My Love-Hate Affair with Texting


When I had my dumb flip-phone, I hated texting. I almost never sent texts. If someone texted me, I was likely to not discover the message until days after it was sent. Even if I saw it the same day, I’d usually respond via a phone call. To me texting was an evil tool, invented by service providers to extract more money out of you. Part of my distaste no doubt came from the fact that on the dumb phones, there was no keyboard as such. If I needed the letter C, for instance, I had to tap the A key three times, and so on.

A few months ago, I was forced to upgrade to an iPhone to improve my reception. My flip-phone frequently dropped calls mid-conversation, but it was too dumb to connect to the Wi-Fi in our condo. I’m learning to use some of the features that my new phone affords.

For example, I entered most of my regular contacts into it and set specific ringtones for certain groups. Calls coming from my immediate family, all dog lovers, bark for my attention. The Protectors of Animals folks quack for me. My husband has his own alert, called Sherwood Forest. It sounds a bit like herald trumpets to me, so I tell everyone it’s my lord and master calling.

It seems that the people who live in our condo community are fond of texting in lieu of calling. I’m gradually becoming accustomed to checking for messages at least once a day. To my surprise, I’ve discovered that texting can actually be more convenient than calling. For one thing, I can control the amount of time expended on the exchange.

The iPhone has a keyboard, but it’s easy to make mistakes with it. I have small hands, but apparently I have fat fingertips. I frequently get the letter one over from the one I want and have to use the backup “key” to correct it.

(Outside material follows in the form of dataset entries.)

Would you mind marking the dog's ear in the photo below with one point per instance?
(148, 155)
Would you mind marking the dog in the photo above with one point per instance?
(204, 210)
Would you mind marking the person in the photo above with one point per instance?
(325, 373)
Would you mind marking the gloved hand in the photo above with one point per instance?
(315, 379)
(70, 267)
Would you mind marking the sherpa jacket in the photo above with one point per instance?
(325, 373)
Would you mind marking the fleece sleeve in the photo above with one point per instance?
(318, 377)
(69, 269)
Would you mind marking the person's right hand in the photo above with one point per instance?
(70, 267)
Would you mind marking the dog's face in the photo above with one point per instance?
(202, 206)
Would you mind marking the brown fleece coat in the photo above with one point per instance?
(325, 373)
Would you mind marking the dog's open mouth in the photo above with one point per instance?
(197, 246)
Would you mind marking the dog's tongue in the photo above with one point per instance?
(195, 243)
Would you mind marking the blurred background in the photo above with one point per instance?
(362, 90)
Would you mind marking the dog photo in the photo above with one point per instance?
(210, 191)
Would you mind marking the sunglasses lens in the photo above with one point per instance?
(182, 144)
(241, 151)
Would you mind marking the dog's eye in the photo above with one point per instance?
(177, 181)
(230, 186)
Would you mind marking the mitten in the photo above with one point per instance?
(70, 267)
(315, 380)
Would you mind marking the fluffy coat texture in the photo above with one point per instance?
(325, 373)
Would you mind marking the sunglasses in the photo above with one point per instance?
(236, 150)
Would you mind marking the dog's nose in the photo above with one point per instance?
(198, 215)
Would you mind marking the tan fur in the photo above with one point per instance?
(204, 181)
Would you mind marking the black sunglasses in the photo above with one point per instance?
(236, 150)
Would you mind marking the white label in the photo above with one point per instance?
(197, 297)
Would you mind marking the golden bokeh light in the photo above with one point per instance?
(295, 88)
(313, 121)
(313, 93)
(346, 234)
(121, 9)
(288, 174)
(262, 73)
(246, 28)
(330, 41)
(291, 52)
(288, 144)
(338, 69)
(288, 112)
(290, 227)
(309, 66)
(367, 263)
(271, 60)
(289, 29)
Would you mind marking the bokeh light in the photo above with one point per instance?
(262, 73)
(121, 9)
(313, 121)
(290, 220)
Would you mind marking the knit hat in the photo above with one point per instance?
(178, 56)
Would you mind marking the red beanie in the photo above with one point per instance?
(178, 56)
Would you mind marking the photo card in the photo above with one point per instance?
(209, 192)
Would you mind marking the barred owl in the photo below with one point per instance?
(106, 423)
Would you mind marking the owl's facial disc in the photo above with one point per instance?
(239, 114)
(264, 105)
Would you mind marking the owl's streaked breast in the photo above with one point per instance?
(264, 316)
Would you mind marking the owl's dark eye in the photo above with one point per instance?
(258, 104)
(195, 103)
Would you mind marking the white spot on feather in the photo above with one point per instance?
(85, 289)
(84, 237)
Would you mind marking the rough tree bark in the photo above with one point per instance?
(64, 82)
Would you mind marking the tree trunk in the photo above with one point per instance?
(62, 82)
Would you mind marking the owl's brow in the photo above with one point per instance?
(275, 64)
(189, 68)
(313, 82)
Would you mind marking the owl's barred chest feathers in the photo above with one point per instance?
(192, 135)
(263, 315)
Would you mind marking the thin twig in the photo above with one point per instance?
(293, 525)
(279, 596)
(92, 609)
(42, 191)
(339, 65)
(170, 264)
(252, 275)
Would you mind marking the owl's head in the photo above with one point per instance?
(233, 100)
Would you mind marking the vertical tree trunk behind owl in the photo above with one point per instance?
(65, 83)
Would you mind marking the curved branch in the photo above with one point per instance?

I used to wonder how folks making jokes about the auto-complete (not the auto-correct) could possibly have been the victims of such seemingly random substitutions by their “smart” phones. That was until I noticed that my iPhone has a bar above the message area that provides suggested completions for words I’m typing. As I key in more letters, the suggestions change, presumably getting more refined.

There’s probably some algorithm for words used most often by frequent texters. The iPhone gives you three choices it deems most common, supposedly based on the letters keyed thus far. Clearly their frequent texters have a different vocabulary than I do. I’m usually down to my last letter before the word I’m keying in shows up in the choices, if at all. That makes the auto-complete feature a distraction for me. It also causes me to send some messages as strange as the ones I used to scoff at.

Here’s another thing I don’t like about the iPhone texting setup. The “send” button is on the upper right. That’s where the correction button is on the dialing keyboard. More than once I meant to correct something in an incomplete message, but sent it instead, generating a “Huh?” reply from the recipient. To which I texted back: “Premature ejaculation.”

One use I’ve discovered for texting that has led to my nascent love affair with it came to me a few days ago. I was in a meeting that seemed like it would drag on forever. The committee chair got up and slipped out quietly. His presence had been an especially calming factor for me. I texted him after a few minutes, asking if he was coming back. (He was not.) We then exchanged several messages, a welcome distraction for me.

I bought a texting stick at one of those dollar stores. It’s useful for keying in longer messages. I keep it on a table in our family room, so I didn’t have it with me in that meeting. I can see that the texting stick is going to be like my reading glasses. I’ll stash one in every room and in my purse and in my briefcase. That won’t fix all of the things I find annoying about texting, but it will help. I just have to accept that this is going to be a love-hate affair. I can live with that.